I suppose it is appropriate that this post comes a few days after Andy Rooney’s death. Mr. Rooney was notorious for his weekly rants on 60 Minutes, delivering them in the crotchety, whiny manner of an old guy who doesn’t really give a rip. You see, something set me off today, and so now I am going to go all Rooney on you and deliver a rant of my own. It’s about attention spans. And how so many people (especially older children) seem to lack one. Normally I would not get too worked up about such things. However, when a lack of attention span threatens good manners, self-discipline and respect of others, it crosses the line and just makes me a big crankypants.

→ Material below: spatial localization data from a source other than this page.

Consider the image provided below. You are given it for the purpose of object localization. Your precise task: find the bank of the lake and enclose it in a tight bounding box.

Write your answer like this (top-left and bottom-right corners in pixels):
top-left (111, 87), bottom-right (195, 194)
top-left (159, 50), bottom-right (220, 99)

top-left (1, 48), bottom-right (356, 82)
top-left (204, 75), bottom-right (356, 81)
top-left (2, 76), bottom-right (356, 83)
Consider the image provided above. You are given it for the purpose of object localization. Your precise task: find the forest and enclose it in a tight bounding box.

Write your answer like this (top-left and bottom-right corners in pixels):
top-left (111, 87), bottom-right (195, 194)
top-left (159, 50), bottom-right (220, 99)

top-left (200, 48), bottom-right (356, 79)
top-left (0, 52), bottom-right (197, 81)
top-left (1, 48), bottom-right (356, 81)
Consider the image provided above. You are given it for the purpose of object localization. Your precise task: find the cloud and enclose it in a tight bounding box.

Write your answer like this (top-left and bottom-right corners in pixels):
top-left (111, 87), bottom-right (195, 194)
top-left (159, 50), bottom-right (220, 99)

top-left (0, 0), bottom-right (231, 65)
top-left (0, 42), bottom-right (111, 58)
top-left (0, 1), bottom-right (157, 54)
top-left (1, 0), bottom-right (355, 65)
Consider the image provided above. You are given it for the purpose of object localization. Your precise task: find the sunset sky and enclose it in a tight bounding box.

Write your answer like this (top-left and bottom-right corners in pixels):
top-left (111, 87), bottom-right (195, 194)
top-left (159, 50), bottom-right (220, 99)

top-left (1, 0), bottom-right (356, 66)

Now the thing that set me off today was a performance by the Oshkosh Youth Symphony Orchestra. My fifteen-year-old stepson was performing along with other area kids ranging from middle school to college age. These kids were going above and beyond their band class; many of them traveled from miles away to do something pretty incredible. So imagine my irritation when a girl about 10 years old sat in front of me and played games on her DS (portable gaming device) during the entire concert. Really? Regardless your taste in music, seeing a symphony in person is pretty amazing, not to mention just plain loud at times. Yet this girl kept her eyes peeled on the little lit-up screen the entire time.
This bothers me on several levels. First of all, the fact that she had the device with her showed that she automatically assumed she would be bored. Secondly, she could not tear herself away from the device for one short hour? Thirdly, why did her mother allow this? She was sitting right next to her daughter yet did nothing to stop this absurdity. Surely they were there to watch a brother or sister perform in the orchestra. Therefore, you do the right thing and show the proper respect to that sibling. You listen. You watch. You congratulate them on a successful performance or a strong effort. In my case, you went to watch your older brothers play YMCA football every Saturday morning in the fall. It was cold. It was long. It was boring at times. But I survived, and I surely didn’t have an iPod Touch in hand so I could play Angry Birds.
To be fair, we were all warned about this, weren’t we? As soon as MTV-style television and the internet arrived, we were constantly fed short tidbits of information; our brains were interrupted and distracted, and we were doomed to become fidgeting citizens who got bored easily. I see it happening all around me, and I’m not even an A.D.H.D. specialist, nor a cranky 92 year-old journalist. I do know that I’m guilty of loving plenty of mindless TV shows, some of which insult my intelligence as well as my attention span. However, I’d like to think that I can go on a long car trip without a DVD player, a Smartphone or a portable gaming device. Our kids know better than to ask for the DVD player when we are simply driving to Oshkosh. It’s twenty minutes! Talk to all the people (myself included) who took long family road trips with only the radio, conversation, and the ABC game. Excitement was finding a small town with a Dairy Queen so you could score the letter ‘Q’. Heck, my husband’s family once took their seven kids, a friend and the family dog on a trip to the Black Hills. (I do have to question their sanity a bit though; seven kids are enough, so what would possess them to bring another kid and a dog is beyond me).
Another common display of the poor attention span would be restaurant dining. How often do you see families out to dinner, only to see the kids texting the entire time? Again, why aren’t parents speaking up and taking their phones away? Not only is it anti-social, it’s rude to ignore your fellow diners. It’s basically telling them that they aren’t worth the effort. I wonder how these kids are going to have the patience to sit in a lecture hall and take a two-hour test. Trust me, kids, it will happen one day. Just you, a writing device, and a little blue testing booklet for 120 minutes. Unless of course universities build in snack breaks. And then you’ll really see me lose it.